J’ai continué ma route, continué mon chemin, repris le cours de ma vie tout en sentant intérieurement qu’un autre était en train d’achever la sienne sur ce ruban de bitume craquelé.
De longues minutes plus tard, j’ai croisé la caravane des secours. Une ambulance des pompiers ouvrait la route sirène hurlante, talonnée de près par une voiture du SMUR. La police les suivait à distance bien entendue.
Le lendemain, quelques lignes sur les pages intérieures d’un quotidien local clôturait l’affaire : Un jeune homme était mort hier soir.
Il ne reste plus de lui qu’une croix orange sur la chaussée à l’endroit précis ou son existence a basculé dans le néant.
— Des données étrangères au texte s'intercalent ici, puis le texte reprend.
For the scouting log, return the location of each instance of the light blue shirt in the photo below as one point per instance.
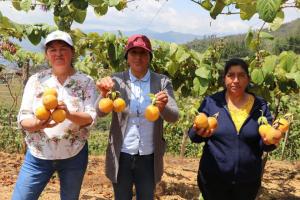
(138, 137)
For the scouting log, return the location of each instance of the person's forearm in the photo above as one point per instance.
(80, 118)
(31, 125)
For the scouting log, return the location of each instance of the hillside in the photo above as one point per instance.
(287, 37)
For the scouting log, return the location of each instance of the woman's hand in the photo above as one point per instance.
(33, 125)
(204, 132)
(61, 105)
(161, 100)
(105, 85)
(276, 141)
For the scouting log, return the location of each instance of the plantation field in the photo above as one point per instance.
(281, 180)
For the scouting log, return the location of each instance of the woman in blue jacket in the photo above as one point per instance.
(231, 165)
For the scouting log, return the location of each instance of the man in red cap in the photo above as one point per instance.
(136, 146)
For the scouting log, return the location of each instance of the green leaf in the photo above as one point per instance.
(35, 37)
(267, 9)
(286, 60)
(113, 3)
(80, 4)
(17, 5)
(295, 76)
(269, 64)
(247, 10)
(181, 55)
(266, 35)
(95, 2)
(200, 85)
(257, 76)
(80, 16)
(278, 21)
(101, 10)
(173, 49)
(249, 38)
(206, 4)
(217, 8)
(122, 4)
(172, 67)
(25, 5)
(203, 72)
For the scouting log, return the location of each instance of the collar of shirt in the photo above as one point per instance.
(144, 79)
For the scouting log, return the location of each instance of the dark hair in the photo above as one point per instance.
(236, 62)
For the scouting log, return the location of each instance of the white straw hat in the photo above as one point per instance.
(59, 35)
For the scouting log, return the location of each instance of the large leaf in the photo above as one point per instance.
(217, 8)
(278, 21)
(172, 67)
(257, 76)
(101, 9)
(286, 60)
(267, 9)
(203, 72)
(17, 5)
(95, 2)
(206, 4)
(181, 55)
(269, 64)
(113, 3)
(80, 16)
(247, 10)
(200, 85)
(35, 37)
(80, 4)
(266, 35)
(25, 5)
(295, 76)
(249, 38)
(173, 49)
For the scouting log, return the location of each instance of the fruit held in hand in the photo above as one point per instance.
(58, 115)
(281, 124)
(50, 91)
(273, 135)
(201, 121)
(264, 129)
(50, 102)
(212, 122)
(42, 113)
(152, 113)
(106, 105)
(119, 105)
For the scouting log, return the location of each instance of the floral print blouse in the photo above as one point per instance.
(66, 139)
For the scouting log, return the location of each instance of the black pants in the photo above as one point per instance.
(218, 190)
(137, 170)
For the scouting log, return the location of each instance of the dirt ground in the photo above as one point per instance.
(281, 180)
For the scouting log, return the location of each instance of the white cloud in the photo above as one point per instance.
(159, 16)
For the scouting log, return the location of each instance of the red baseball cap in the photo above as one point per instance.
(138, 41)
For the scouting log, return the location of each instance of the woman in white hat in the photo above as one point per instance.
(52, 146)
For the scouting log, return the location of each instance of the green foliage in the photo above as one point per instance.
(11, 139)
(267, 10)
(66, 12)
(97, 142)
(173, 133)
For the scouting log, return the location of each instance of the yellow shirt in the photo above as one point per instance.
(239, 115)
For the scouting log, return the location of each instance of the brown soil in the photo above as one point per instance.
(281, 180)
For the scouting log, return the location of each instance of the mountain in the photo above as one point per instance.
(285, 32)
(170, 36)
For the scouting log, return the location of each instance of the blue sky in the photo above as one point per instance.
(160, 16)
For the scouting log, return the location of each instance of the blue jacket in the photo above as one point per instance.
(228, 156)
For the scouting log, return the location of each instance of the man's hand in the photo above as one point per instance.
(105, 85)
(161, 100)
(204, 132)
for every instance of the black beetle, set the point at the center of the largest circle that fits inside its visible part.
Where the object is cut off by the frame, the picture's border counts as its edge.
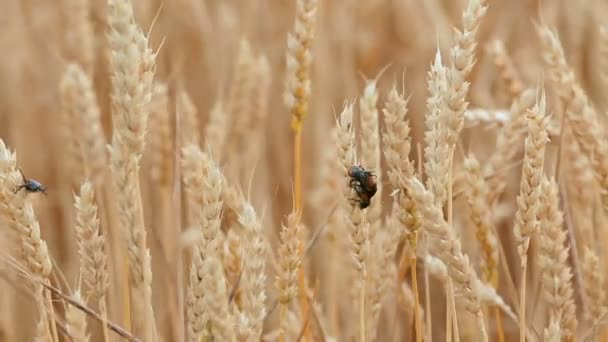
(30, 185)
(364, 184)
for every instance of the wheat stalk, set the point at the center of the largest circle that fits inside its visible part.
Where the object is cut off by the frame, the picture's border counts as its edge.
(553, 262)
(356, 219)
(132, 73)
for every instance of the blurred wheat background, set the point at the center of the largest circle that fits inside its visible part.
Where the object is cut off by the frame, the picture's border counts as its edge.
(195, 155)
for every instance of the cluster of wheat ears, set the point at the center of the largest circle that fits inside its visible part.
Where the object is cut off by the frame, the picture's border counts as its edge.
(487, 143)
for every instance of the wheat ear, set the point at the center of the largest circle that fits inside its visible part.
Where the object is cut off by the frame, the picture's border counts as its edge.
(254, 276)
(528, 200)
(289, 263)
(355, 217)
(446, 246)
(553, 262)
(132, 72)
(296, 97)
(91, 250)
(18, 215)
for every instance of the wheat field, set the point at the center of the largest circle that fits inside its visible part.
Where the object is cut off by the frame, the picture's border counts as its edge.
(305, 170)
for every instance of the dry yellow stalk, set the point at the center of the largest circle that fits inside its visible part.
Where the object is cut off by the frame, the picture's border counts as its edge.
(289, 263)
(476, 194)
(132, 72)
(17, 213)
(233, 261)
(79, 40)
(253, 280)
(76, 321)
(296, 97)
(355, 218)
(594, 295)
(463, 60)
(397, 146)
(160, 147)
(506, 68)
(436, 152)
(71, 122)
(446, 246)
(216, 131)
(79, 92)
(189, 120)
(526, 217)
(203, 183)
(240, 101)
(506, 142)
(299, 61)
(582, 117)
(91, 249)
(207, 297)
(553, 261)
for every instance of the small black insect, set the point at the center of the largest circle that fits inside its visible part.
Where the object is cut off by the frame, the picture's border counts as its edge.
(364, 184)
(30, 185)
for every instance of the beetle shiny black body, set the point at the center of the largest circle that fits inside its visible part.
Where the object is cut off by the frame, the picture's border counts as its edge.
(364, 184)
(30, 185)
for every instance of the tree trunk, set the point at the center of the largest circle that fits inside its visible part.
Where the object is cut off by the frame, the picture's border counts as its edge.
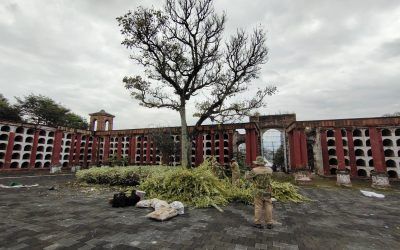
(186, 145)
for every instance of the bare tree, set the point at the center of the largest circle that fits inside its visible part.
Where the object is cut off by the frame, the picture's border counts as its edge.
(182, 51)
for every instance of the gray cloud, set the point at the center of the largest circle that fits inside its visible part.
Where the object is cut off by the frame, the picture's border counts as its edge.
(329, 59)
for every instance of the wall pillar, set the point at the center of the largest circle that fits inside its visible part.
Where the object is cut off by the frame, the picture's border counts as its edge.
(148, 151)
(248, 148)
(132, 150)
(230, 144)
(339, 149)
(325, 155)
(303, 149)
(342, 175)
(212, 142)
(34, 149)
(55, 157)
(9, 150)
(352, 155)
(221, 148)
(78, 149)
(154, 152)
(296, 164)
(85, 163)
(94, 151)
(106, 154)
(119, 147)
(71, 151)
(141, 149)
(299, 157)
(284, 144)
(199, 150)
(291, 150)
(380, 178)
(251, 146)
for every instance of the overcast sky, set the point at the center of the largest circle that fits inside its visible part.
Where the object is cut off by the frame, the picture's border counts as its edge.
(329, 59)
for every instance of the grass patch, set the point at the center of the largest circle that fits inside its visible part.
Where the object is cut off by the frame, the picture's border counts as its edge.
(198, 187)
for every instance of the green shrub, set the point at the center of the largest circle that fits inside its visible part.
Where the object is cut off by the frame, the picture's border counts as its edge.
(125, 176)
(198, 187)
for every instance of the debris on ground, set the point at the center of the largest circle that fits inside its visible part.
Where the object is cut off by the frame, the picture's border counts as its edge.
(372, 194)
(17, 185)
(162, 214)
(121, 200)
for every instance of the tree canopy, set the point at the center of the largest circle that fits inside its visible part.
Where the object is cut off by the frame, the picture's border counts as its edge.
(43, 110)
(8, 112)
(182, 51)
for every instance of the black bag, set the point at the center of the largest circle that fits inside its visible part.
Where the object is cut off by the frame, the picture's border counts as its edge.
(121, 200)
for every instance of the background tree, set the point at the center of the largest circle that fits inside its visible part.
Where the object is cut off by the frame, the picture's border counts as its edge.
(8, 112)
(183, 53)
(43, 110)
(75, 121)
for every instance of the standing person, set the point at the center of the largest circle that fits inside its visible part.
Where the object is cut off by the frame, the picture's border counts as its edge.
(235, 172)
(261, 176)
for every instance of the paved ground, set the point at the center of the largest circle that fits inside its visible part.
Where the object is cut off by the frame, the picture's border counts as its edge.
(37, 218)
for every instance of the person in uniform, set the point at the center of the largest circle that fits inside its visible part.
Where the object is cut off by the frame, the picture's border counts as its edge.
(261, 177)
(235, 172)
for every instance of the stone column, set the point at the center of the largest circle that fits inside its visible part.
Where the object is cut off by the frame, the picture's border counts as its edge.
(248, 148)
(342, 175)
(324, 149)
(300, 158)
(71, 150)
(132, 150)
(148, 150)
(221, 148)
(106, 154)
(199, 150)
(352, 155)
(230, 144)
(284, 144)
(77, 149)
(119, 147)
(85, 163)
(9, 150)
(94, 151)
(380, 178)
(34, 149)
(55, 157)
(141, 149)
(212, 142)
(318, 154)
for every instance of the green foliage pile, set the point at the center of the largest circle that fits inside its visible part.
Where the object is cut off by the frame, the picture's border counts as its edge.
(124, 176)
(199, 187)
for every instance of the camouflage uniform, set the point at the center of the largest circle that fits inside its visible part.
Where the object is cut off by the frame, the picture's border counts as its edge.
(261, 177)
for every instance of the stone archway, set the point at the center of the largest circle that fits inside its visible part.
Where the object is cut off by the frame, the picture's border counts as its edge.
(273, 147)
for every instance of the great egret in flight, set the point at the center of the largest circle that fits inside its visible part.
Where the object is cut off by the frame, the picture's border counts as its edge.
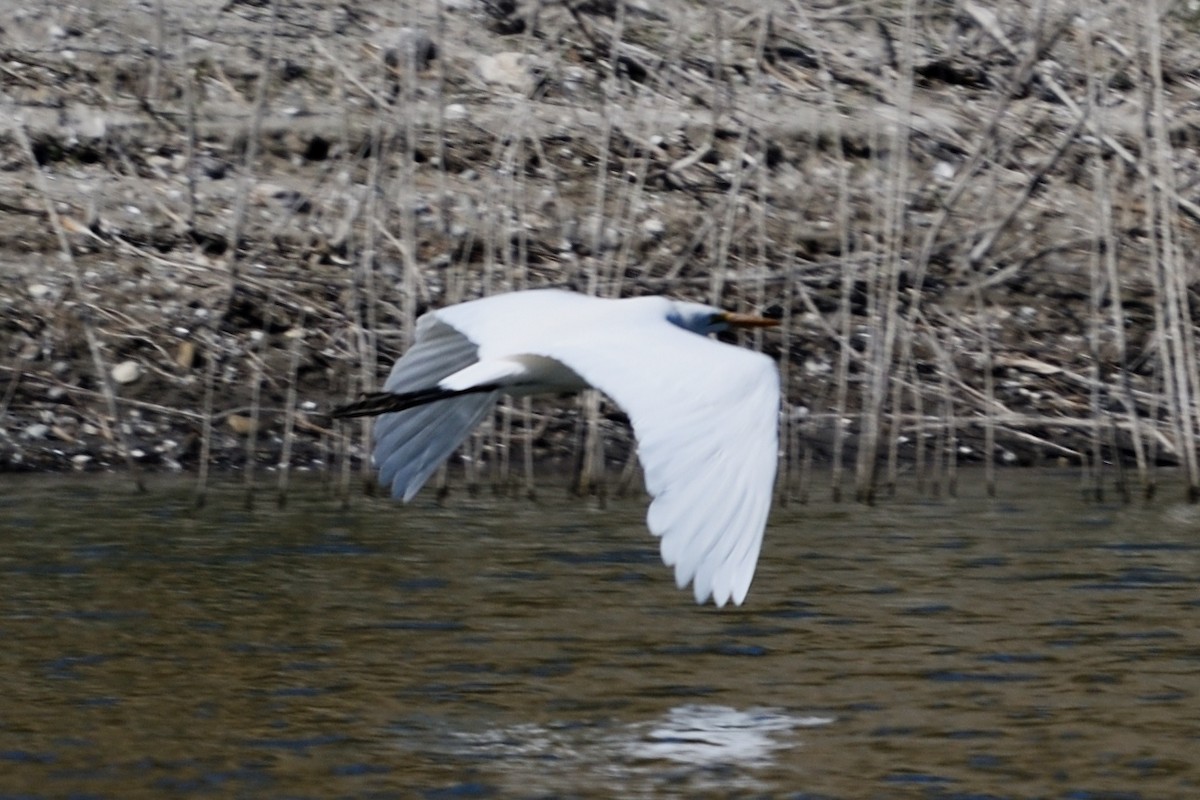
(706, 414)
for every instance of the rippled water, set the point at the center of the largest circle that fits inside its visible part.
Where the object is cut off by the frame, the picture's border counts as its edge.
(1030, 647)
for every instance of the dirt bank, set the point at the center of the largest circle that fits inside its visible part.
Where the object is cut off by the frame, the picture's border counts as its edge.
(971, 216)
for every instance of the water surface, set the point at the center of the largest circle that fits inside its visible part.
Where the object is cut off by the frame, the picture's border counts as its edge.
(1035, 645)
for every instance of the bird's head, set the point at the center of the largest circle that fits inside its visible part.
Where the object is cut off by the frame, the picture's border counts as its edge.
(705, 319)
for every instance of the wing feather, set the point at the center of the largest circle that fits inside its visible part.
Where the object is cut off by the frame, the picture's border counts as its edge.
(706, 416)
(409, 445)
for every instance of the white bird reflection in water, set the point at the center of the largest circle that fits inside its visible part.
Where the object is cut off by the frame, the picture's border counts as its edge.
(708, 735)
(690, 745)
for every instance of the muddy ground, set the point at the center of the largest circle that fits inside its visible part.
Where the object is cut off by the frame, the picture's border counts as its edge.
(257, 198)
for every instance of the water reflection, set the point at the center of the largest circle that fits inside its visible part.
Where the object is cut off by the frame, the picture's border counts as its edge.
(1035, 645)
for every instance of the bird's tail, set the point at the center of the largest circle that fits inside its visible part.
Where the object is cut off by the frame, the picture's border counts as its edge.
(375, 403)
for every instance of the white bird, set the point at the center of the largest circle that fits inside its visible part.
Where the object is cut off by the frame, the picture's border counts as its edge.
(706, 414)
Une maigre trace qui disparaitra à la première pluie.
Quelques réflexions
Voici d’abord le texte du « journaliste » copié sur le site du journal relatant l’accident :
Un terrible accident s’est produit lundi 6 septembre peu avant 17 h sur la route d’Avignon, à la sortie de Bagnols-sur-Cèze. Un choc frontal entre un véhicule et un bus a causé le décès d’une personne de 25 ans, qui était dans la voiture. Dix passagers du bus ont été légèrement blessés. Les pompiers de Bagnols, Roquemaure et Pont-Saint-Esprit et le Smur de Bagnols se sont rendus sur place, ainsi que les forces de l’ordre.
On peut s’apercevoir de l’indigence de l’enquête, aucune mention du nom du disparu, aucune analyse des causes de l’accident, une habitude que prennent de plus en plus les médias de nos jours, un fait brut, souvent truffé d’erreur. Ce n’est pas grave, on corrigera éventuellement plus tard. C’est ce qui c’est passé ici. la première mouture de la brève n’indiquait pas la bonne commune, ni le bon endroit, ni l’age de la victime, ni son état.
Et surtout, on ne donne aucune suite. Le journal aurait pu revenir sur les faits le lendemain, expliquant l’enchainement tragique ayant abouti à la collision : un dépassement trop optimiste, un écart de trajectoire, une casse mécanique, un malaise. Mais rien, c’était hier, autant dire il y a un siècle pour l’immédiateté d’internet.
Les commentaires à la suite de l’article auraient sans doute permis d’en savoir plus, les lecteurs corrigeant bien souvent les erreurs et approximations des rédacteurs, mais la censure est passé par là ! Fermeture de l’espace de discussions sans préavis et sans explications.
Un autre facteur, politique celui-là, aurait pu être évoqué. La caserne des pompiers était précédemment installée sur la commune de Bagnols sur Cèze. En d’autre temps les premiers secours auraient pu être là en dix minutes.
Au lieu de ça, la caserne a été déménagée sur une autre commune. Commune dont le maire est par le plus grand des hasards président du SDIS du coin. Résultat : les pompiers ont dû faire 10 kilomètres supplémentaires plus la traversée complète de l’agglomération, totalement congestionnée à cette heure par les cars scolaires et la sortie du boulot.
Aurait-il pu sauver une vie ? sûrement pas, mais quelque part les chances de survie de ce jeune homme ont été réduites.